Part of the reason for the optimism is that rising rates themselves are a healthy sign: They mean that U.S. and European economies are strengthening, people are spending, companies are hiring and prices are starting to rise at more normal rates. The risk of too-low inflation — which typically slows spending and makes loan repayments costlier — has receded.
“There is an economic normalization taking place around the world,” says Eric Lascelles, chief economist at RBC Global Asset Management.
For people who depend on interest income from savings accounts or certificates of deposit, higher rates offer at least a little relief from the punishingly low rates of recent years. Businesses and consumers will face modestly higher loan payments.
At their policy meeting this week, Federal Reserve policymakers are sure to discuss their timetable for raising short-term rates from record lows, where they’ve been since 2008. Most analysts foresee the first hike in September, with additional increases occurring very gradually.
Even when the Fed raises short-term rates, longer-term rates — which more directly affect individuals and businesses — won’t necessarily follow in lockstep. Longer-term rates are determined by investors. As long as inflation appears under control, economies seem sturdier and investments generally safe, long-term rates should remain low by historical standards.
Even if Greece defaulted on its loans and rattled European markets, many nervous investors would shift money into the safety of U.S. Treasurys, which would drive U.S. yields back down.
For now, though, rates are climbing in financial markets. Since mid-April, the yields on 10-year U.S. Treasurys have gone from 1.85 percent to 2.36 percent. Yields on 10-year German bonds surged 10-fold, from essentially zero (0.075 percent) to nearly 0.83 percent. Yields on Spanish 10-year bonds have gone from 1.45 per cent to over 2.40 percent.
In recent years, rates have risen for one reason for another, only to retreat again. Economists, confounded by the persistence of super-low rates, cautiously predict that rates are headed up for real this time — though they don’t see rates rising in a straight line.
“We’re all a bit wary about making bold statements,” Lascelles says.
Why should this time be any different? In the developed world, economies appear more durable.
The 19 economies that use the euro currency are expected to grow a collective 1.5 percent this year, up from 0.9 percent in 2014. They’ve been helped by a big drop in oil prices and in the value of the euro — a trend that helps European exporters by making their goods more affordable overseas.
Early this year, investors had grown fearful that Europe faced a growth-killing deflationary spiral in which consumers and businesses might delay spending in anticipation of lower prices later. As Europe’s prospects have improved, those fears have eased.
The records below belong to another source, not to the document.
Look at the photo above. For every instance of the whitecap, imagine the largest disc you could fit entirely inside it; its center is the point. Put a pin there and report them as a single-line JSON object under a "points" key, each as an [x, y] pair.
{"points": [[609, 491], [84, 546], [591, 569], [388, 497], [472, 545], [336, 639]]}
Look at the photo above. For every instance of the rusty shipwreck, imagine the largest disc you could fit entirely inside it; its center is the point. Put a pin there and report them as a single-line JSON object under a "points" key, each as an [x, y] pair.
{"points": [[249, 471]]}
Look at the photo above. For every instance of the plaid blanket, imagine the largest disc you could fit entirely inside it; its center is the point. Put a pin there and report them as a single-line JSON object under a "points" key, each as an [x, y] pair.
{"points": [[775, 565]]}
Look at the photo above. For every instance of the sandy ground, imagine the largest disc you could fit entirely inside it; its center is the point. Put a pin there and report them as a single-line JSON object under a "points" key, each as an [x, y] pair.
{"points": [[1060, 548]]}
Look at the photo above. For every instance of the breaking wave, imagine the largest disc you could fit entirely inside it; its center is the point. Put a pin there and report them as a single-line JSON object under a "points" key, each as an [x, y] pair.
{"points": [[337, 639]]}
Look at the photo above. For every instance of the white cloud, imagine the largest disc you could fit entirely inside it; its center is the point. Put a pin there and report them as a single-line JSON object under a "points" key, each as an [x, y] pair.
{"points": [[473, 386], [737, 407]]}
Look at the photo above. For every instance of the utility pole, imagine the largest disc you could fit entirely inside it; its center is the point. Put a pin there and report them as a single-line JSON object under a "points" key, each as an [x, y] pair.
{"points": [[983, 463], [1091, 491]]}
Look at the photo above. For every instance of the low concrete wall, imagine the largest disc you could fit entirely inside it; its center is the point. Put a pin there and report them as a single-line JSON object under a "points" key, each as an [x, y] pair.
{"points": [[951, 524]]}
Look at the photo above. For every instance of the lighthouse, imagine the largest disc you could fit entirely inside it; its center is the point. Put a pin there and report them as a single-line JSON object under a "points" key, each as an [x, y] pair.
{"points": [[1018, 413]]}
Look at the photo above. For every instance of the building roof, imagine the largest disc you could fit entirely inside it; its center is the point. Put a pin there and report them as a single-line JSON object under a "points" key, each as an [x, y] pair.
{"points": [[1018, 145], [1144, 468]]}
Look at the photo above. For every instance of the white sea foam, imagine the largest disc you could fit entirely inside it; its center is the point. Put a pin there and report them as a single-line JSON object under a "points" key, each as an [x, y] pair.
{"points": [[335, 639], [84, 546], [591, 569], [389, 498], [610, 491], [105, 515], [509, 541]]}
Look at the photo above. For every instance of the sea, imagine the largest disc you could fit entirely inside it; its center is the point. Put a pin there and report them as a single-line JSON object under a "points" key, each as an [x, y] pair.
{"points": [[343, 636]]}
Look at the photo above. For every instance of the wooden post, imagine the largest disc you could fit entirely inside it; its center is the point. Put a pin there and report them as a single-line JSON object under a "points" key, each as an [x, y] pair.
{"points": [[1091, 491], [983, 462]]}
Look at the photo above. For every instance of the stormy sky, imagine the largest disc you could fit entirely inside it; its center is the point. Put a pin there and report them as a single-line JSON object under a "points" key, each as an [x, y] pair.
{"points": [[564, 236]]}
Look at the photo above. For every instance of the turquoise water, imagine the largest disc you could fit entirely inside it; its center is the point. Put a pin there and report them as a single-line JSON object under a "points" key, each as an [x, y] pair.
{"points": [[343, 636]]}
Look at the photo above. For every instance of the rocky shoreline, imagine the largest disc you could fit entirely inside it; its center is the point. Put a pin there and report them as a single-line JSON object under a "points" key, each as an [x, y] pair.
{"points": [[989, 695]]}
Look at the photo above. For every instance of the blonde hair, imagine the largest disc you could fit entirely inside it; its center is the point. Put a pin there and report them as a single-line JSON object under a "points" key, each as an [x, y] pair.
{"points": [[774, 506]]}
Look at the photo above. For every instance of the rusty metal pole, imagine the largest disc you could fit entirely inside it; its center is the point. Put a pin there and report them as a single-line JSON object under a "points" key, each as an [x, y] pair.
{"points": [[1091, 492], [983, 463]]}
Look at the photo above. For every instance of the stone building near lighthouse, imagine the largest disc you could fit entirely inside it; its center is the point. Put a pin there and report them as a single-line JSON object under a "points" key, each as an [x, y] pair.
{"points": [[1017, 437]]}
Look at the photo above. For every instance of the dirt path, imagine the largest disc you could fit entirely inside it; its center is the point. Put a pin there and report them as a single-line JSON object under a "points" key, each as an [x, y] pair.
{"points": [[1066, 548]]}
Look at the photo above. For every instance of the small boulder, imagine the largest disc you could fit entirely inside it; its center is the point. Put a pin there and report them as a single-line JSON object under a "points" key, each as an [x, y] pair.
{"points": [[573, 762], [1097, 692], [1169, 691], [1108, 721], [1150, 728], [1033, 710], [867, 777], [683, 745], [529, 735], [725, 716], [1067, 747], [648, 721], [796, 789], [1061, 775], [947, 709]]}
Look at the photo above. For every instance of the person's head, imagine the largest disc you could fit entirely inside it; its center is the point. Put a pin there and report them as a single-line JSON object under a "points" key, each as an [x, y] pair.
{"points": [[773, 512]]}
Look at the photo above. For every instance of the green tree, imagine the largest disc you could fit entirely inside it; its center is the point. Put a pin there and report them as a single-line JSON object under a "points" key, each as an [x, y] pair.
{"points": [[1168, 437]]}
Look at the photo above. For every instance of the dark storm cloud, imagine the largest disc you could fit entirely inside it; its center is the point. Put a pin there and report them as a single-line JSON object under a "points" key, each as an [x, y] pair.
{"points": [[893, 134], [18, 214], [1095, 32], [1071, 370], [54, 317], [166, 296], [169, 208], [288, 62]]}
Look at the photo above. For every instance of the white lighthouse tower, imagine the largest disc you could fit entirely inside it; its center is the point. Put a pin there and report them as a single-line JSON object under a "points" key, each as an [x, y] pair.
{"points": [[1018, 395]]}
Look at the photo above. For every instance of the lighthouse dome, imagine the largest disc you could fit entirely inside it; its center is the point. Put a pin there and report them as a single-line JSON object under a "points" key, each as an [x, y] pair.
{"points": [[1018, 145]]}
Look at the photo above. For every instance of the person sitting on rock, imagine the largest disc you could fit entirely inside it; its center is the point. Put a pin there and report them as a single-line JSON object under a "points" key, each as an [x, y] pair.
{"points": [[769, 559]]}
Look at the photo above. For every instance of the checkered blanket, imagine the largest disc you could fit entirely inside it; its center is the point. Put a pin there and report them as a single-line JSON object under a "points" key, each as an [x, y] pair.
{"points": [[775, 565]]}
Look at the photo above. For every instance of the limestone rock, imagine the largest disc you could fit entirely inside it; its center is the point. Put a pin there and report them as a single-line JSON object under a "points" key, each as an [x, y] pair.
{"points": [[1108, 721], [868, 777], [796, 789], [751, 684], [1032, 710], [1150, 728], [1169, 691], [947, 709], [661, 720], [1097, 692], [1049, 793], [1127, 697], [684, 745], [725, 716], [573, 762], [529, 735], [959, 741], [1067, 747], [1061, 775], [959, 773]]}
“We have turned the corner,” says Jacob Kirkegaard, senior fellow at the Peterson Institute for International Economics. “There is a degree of normalcy returning to the financial system of Europe.”
Japan’s economy will grow 1 percent this year after shrinking 0.1 percent last year, the International Monetary Fund forecasts.
In the United Sates, after icy weather and a West Coast labor dispute killed growth from January through March, the economy is expected to expand 2.5 percent in 2015, the IMF predicts.
That isn’t much better than the 2.4 percent growth last year. But the U.S. job market is humming. Employers have added nearly 3.1 million in the past 12 months — a pace not seen since the boom years of 1998-to-mid-2000. U.S. unemployment was 5.5 percent in May, compared with 6.3 percent a year earlier.
That said, rising rates are starting to affect consumers. In the United States, the average rate on 30-year fixed mortgage last week reached its highest level (4.04 percent) since November. Homeowners with adjustable rate mortgages should probably try to lock in a fixed-rate mortgages before rates go much higher.
“Adjustable rate mortgages are at the lowest level they can be,” says Greg McBride, chief financial analyst at Bankrate.com. “Those rates will only go up.”
He adds: “If you have credit-card debt, grab one of those zero rate or other promotional offers now so you can accelerate the repayment of your balance. Once rates start to rise, those zero-rate offers will become fewer and far between.”
Investors, who have grown used to cheap money, may lose confidence in a new era of rising rates. But McBride and other analysts don’t see rates rising dramatically unless the economy were to suddenly surge and ignite inflation. For now, inflation is running well below the 2 percent level that the Fed and the European Central Bank like to see.
“Yields are going to rise,” says Megan Greene, chief economist at John Hancock Financial Services. “But they’re going to rise more slowly than everybody expects.”